The plant spreads over the sand by horizontal shoots which root at the nodes, usually beginning with the second and third node from the growing end. The adventitious roots are thick and run more or less vertically downwards for one or two feet, with only small rootlets. Root-hairs are conspicuously developed on the oldest part near the surface of the soil and seem to be persistent there. A few inches below the surface of the ground there are usually none, or only shrivelled dead hairs, and the root is sometimes thinner because of the exfoliation of the outermost layers of the cortex after the formation of an exodermis.
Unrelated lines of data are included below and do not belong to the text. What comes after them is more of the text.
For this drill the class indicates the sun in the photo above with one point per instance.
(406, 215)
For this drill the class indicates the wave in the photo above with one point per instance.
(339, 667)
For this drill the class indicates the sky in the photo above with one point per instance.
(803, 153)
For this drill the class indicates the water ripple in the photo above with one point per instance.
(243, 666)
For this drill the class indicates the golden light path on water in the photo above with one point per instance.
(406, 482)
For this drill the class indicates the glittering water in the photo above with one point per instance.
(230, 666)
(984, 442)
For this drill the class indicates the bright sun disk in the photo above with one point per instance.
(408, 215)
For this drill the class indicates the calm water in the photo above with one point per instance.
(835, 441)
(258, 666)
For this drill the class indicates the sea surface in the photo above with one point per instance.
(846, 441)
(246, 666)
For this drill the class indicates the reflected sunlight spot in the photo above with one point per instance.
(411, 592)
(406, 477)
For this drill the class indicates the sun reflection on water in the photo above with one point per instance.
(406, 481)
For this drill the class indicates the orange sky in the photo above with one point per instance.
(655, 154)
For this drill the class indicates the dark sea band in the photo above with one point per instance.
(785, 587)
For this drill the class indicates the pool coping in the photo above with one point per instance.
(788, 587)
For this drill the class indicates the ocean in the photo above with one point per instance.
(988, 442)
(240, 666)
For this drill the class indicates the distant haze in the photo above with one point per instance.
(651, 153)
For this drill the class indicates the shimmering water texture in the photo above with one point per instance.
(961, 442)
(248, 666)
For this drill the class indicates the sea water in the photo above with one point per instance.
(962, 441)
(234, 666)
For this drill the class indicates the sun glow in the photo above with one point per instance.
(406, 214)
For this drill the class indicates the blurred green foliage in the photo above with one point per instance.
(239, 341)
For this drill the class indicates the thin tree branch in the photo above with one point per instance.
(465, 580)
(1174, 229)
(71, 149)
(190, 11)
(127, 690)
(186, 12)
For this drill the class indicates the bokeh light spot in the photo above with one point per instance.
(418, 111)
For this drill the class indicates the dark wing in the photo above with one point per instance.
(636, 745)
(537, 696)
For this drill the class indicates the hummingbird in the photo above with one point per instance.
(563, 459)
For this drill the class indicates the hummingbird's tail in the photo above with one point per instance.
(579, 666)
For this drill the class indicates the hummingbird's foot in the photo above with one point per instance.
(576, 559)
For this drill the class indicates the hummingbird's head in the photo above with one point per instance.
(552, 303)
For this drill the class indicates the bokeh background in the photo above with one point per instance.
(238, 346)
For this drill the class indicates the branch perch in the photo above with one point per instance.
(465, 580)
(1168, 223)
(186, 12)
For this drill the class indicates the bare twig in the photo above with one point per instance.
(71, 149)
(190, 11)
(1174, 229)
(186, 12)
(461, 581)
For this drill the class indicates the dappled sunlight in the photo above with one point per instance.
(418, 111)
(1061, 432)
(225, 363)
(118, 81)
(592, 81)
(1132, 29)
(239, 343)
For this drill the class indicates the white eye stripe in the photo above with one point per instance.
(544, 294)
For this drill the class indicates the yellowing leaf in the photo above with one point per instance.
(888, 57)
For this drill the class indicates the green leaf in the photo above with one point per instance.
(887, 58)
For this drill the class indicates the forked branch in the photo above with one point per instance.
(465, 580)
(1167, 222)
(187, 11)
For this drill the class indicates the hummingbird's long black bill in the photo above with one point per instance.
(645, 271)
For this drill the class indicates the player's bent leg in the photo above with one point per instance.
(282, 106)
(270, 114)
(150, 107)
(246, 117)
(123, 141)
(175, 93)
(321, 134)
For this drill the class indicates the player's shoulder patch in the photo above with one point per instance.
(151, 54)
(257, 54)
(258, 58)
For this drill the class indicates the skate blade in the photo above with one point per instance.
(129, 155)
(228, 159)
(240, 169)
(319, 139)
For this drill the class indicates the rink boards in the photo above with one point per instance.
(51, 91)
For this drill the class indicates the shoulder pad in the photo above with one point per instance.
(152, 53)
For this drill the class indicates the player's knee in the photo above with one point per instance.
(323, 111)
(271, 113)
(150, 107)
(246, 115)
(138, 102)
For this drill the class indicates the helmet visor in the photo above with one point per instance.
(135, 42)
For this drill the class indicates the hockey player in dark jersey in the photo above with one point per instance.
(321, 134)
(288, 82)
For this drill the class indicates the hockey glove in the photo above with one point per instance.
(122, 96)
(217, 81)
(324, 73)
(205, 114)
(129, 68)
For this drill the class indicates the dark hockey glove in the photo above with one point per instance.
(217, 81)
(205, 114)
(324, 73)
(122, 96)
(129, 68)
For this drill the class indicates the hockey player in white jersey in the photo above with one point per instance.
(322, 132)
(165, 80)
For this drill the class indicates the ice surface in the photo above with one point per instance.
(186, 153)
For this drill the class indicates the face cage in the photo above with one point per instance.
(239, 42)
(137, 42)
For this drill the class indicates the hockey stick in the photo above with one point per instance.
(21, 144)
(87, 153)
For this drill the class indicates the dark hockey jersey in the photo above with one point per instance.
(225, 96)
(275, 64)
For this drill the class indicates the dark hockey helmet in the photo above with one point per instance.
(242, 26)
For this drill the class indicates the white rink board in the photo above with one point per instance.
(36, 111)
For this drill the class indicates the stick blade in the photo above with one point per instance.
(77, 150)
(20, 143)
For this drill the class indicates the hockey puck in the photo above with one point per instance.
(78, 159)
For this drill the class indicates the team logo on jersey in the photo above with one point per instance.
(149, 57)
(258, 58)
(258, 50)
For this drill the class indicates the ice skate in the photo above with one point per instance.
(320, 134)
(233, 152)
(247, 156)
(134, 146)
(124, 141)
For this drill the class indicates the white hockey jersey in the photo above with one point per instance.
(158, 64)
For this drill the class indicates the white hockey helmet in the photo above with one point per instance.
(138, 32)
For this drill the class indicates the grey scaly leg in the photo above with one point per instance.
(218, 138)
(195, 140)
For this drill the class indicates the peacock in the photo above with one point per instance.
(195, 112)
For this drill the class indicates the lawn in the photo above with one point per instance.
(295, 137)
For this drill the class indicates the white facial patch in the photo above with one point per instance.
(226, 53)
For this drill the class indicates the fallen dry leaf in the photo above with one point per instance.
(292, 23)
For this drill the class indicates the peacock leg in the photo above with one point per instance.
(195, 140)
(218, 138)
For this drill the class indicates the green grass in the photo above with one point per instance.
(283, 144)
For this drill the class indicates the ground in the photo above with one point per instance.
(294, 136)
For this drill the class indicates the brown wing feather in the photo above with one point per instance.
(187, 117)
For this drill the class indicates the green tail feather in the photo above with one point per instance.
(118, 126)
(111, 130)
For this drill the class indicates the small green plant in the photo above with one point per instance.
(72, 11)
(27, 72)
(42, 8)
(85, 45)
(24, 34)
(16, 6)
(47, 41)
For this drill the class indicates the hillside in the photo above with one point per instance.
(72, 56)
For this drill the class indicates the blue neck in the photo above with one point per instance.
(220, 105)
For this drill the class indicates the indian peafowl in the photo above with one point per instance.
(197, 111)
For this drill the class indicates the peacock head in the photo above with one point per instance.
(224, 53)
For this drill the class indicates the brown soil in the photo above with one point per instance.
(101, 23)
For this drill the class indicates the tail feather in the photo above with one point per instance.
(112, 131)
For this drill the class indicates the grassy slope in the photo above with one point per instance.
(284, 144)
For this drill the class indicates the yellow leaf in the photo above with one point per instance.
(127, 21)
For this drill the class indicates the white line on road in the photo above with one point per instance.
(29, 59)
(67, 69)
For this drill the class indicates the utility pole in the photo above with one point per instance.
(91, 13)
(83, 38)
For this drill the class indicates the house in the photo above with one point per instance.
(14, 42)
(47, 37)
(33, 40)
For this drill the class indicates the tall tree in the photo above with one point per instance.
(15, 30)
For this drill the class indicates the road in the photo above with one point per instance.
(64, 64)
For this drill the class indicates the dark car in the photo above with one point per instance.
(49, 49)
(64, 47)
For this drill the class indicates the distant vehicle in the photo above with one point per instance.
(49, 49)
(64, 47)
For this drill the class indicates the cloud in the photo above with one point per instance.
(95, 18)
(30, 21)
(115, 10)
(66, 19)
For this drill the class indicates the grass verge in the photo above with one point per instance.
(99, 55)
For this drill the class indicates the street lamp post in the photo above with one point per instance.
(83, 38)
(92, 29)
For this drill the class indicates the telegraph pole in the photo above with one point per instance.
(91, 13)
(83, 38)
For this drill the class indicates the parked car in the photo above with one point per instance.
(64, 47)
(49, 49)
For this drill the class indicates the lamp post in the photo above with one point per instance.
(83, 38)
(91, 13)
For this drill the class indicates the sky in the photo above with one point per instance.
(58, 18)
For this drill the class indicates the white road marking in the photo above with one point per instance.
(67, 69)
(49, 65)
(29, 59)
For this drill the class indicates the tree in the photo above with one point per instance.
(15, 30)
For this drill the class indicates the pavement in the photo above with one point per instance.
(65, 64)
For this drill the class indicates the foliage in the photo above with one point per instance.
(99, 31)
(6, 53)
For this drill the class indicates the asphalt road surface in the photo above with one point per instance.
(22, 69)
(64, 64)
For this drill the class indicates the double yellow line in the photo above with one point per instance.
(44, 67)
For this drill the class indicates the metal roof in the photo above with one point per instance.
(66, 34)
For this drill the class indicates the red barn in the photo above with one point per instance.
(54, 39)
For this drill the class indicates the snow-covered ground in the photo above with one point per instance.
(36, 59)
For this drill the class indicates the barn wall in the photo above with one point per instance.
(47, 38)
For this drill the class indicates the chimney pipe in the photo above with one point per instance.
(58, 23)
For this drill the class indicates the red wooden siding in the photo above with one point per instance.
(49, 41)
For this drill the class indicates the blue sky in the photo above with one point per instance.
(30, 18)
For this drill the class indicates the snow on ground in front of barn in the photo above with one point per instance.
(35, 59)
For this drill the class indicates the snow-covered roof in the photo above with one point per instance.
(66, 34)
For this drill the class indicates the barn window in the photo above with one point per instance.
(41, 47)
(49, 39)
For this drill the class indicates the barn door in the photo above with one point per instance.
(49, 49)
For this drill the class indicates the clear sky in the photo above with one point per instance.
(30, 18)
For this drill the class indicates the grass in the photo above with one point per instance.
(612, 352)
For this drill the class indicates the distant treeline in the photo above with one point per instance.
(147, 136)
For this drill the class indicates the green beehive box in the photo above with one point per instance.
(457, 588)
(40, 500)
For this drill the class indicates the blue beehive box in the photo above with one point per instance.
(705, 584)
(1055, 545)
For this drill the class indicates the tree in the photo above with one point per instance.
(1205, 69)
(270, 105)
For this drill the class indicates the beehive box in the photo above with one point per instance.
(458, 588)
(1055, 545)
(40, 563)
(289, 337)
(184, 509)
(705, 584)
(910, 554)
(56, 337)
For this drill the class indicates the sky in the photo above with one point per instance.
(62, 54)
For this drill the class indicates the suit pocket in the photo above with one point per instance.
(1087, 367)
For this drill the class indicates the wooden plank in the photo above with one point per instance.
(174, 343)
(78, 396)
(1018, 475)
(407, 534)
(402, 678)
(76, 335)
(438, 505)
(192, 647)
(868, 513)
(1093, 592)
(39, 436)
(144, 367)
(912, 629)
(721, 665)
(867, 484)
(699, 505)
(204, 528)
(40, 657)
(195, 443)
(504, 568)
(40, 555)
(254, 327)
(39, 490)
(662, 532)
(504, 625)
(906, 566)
The youngest part has no root-hairs, as a rule ; the root being quite smooth for one or two inches behind the tip, then becoming slightly lumpy on account of branch roots pushing out from below, but still without any sign of root-hairs.

If a plant be dug up without breaking the roots, and grown in a jar with some roots in water, root-hairs appear on young roots close behind the growing point, but not on older roots.

Sections of this lowest region shows the root surrounded by a highly refractive substance, which is apparently secreted by the cells of the piliferous layer. This layer and its secretion can be traced quite easily under the root-cap back to the earliest stage in the differentiation of root-cap and piliferous layer. The cells are at first isodiametric but soon become elongated radially, taking on the general appearance of secretory tissue. There are no intercellular spaces, the cells are narrow the protoplasm is dense without vacuoles and the nucleus large and situated about the middle. The outer wall is irregular in outline, and beyond it the secretion is marked by

  1. * Paper read at the Indian Science Congress, 1919.